Месть огнедлаков — страница 3 из 3

Всю ночь Чарноцкий взбирался по горам, посещал далекие города, бродил по экзотическим краям. Нервное истощение, под утро вконец изнурявшее его, казалось, было вызвано не чем иным, как ночными его скитаниями. И странное дело — именно этим он и объяснял себе свою слабость. Снившиеся путешествия воспринимались им как что-то вполне реальное.

Но Чарноцкий ни с кем на сей счет не делился — и без того чересчур он у всех на виду. Зачем посвящать других в тайную жизнь своей души?

А ведь держись он с людьми поближе, до слуха его, быть может, и донеслись бы их шепотки, и тогда он наверняка встревожился бы за себя.

Первым делом стоило обратить внимание на Мартина — тот поглядывал теперь на хозяина со странной подозрительностью и даже с опаской.

У него было к тому основание, и не одно. Как-то в первой половине марта шел он поздней ночью со свечой в руке из кухни в свою боковушку, примыкавшую к хозяйской спальне, как вдруг в глубине коридора увидел быстро удалявшуюся фигуру Чарноцкого. Слегка удивившись, он решил проверить, не померещилось ли ему, и поспешил следом. Но пока дошел до конца коридора, хозяин исчез, как сквозь землю провалился.

Озадаченный слуга прокрался на цыпочках в спальню — и что же он увидел? Чарноцкий спал на своей постели как ни в чем не бывало.

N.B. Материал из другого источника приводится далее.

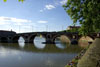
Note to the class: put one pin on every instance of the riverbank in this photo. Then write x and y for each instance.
(74, 61)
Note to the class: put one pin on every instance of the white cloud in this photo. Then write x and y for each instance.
(8, 20)
(41, 10)
(42, 21)
(63, 2)
(49, 7)
(13, 19)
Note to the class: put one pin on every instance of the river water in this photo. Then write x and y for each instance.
(37, 54)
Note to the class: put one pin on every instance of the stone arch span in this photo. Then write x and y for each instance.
(84, 41)
(32, 37)
(63, 38)
(4, 39)
(15, 39)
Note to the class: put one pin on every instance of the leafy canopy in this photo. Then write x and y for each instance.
(18, 0)
(86, 12)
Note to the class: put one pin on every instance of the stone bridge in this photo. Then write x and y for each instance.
(12, 37)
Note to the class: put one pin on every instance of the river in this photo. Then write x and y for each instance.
(37, 54)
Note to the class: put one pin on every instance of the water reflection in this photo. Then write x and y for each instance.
(30, 56)
(21, 42)
(38, 42)
(59, 44)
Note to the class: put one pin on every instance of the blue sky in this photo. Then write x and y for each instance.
(33, 15)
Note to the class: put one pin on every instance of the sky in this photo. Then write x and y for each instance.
(33, 16)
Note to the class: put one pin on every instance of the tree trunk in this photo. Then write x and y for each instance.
(92, 56)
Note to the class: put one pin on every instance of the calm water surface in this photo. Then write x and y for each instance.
(37, 54)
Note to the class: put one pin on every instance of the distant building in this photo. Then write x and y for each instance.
(73, 27)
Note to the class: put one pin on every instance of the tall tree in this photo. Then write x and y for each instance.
(86, 12)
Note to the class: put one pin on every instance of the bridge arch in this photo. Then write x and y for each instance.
(31, 38)
(4, 39)
(15, 39)
(84, 41)
(63, 38)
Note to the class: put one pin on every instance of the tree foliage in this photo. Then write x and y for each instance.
(18, 0)
(86, 12)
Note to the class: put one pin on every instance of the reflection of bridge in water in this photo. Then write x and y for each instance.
(12, 37)
(49, 48)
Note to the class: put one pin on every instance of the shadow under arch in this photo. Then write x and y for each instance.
(15, 39)
(85, 40)
(63, 38)
(32, 37)
(4, 40)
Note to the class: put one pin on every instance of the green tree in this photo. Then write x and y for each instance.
(86, 12)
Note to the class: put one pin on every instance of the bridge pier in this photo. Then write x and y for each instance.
(49, 41)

Спустя несколько дней, тоже ночной порой, Мартин снова заметил своего хозяина, но теперь уже на лестничной клетке — тот стоял на ступенях и, перегнувшись через перила, с отрешенным видом глядел вниз. У Мартина мурашки пробежали по спине, он кинулся к нему с криком:

— Что вы удумали? Побойтесь Бога, ведь это ж грех!

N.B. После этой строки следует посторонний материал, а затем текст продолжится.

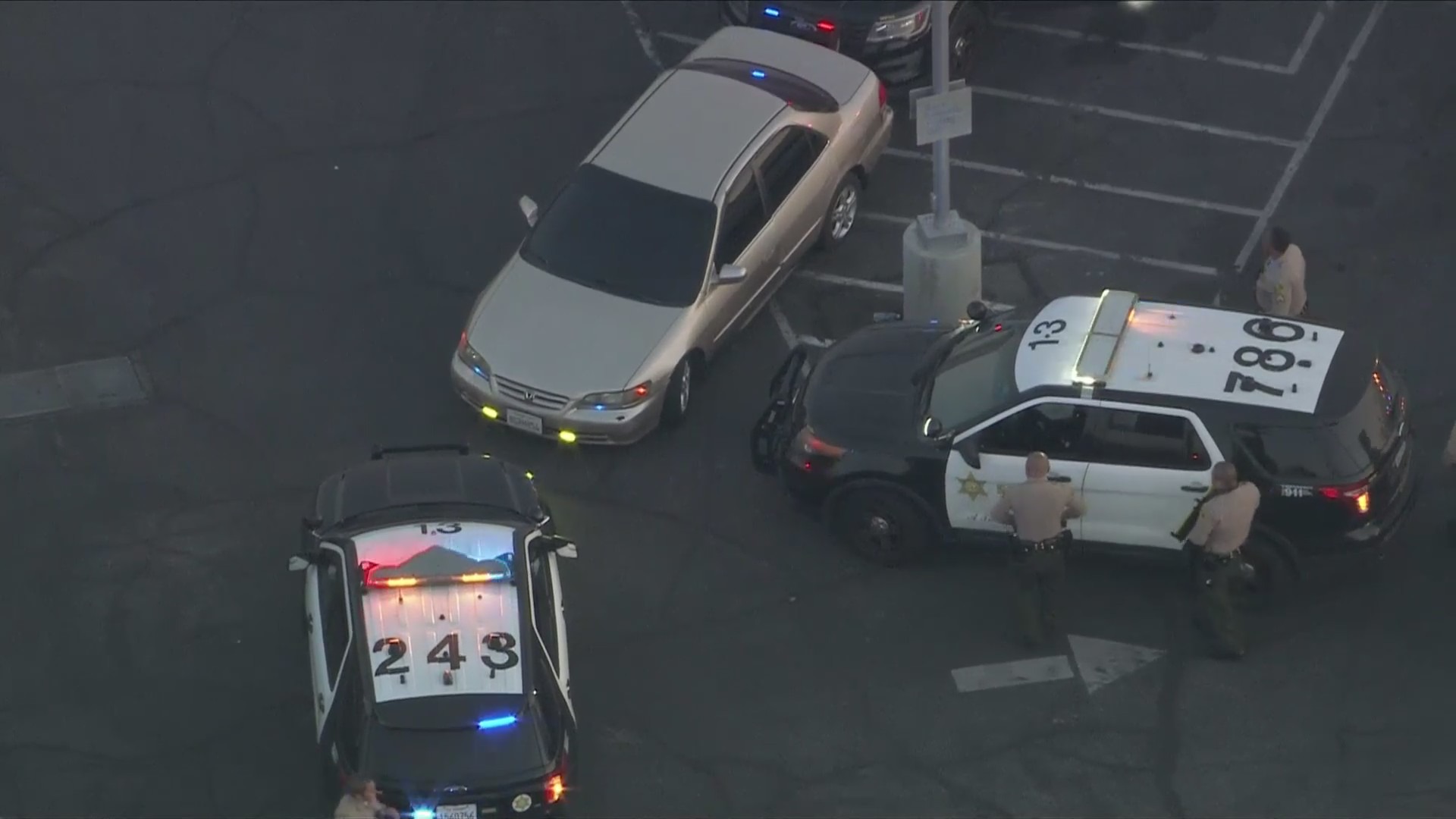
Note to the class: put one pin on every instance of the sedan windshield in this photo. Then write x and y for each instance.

Но не успел он подбежать, как фигура Чарноцкого странно как-то скукожилась, расплылась и без единого звука впиталась в стену. Осенив себя крестным знамением, Мартин не долго думая юркнул в спальню — глядь, хозяин, как и давеча, спит мертвым сном.

— Тьфу! — буркнул старикан. — Нечистая сила или наваждение какое? Не во хмелю ведь я.

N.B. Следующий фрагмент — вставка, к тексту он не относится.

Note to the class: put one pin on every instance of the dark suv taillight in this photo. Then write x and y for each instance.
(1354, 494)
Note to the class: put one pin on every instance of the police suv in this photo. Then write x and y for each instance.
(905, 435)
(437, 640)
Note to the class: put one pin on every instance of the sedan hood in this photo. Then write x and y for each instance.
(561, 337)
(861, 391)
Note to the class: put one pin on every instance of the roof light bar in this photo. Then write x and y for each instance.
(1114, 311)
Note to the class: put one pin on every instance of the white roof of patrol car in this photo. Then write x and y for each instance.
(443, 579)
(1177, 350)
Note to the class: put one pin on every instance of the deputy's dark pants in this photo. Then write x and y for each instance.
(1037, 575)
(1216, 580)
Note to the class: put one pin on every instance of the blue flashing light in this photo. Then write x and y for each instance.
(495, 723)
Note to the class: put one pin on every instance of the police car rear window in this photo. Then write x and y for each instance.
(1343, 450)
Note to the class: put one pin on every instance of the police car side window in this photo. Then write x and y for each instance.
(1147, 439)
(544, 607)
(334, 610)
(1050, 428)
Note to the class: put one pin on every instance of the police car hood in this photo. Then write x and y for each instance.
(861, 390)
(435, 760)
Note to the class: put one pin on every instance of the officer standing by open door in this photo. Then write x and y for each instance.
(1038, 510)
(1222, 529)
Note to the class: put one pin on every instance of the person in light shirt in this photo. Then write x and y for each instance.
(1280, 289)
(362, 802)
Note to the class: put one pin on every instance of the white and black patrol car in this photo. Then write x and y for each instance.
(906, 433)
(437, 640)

И уже собрался было вернуться к себе, как вдруг увидал в глубине комнаты новое чудо: над головою спящего, где-то в метре от него, трепетало в воздухе кровавое пламя. Формой оно напоминало горящий куст, и вроде бы длинные огненные щупальца тянулись от него, как бы стараясь ухватить пана Антония.

— Всяк сущий да славит Господа Бога нашего! — вскричал Мартин и отчаянно кинулся на огненную химеру.

И тут пылающий куст вмиг вобрал свои вытянутые к Чарноцкому побеги, свернулся в плотный, монолитный столб огня и тотчас угас, издав напоследок тихое шипение усмиренной стихии.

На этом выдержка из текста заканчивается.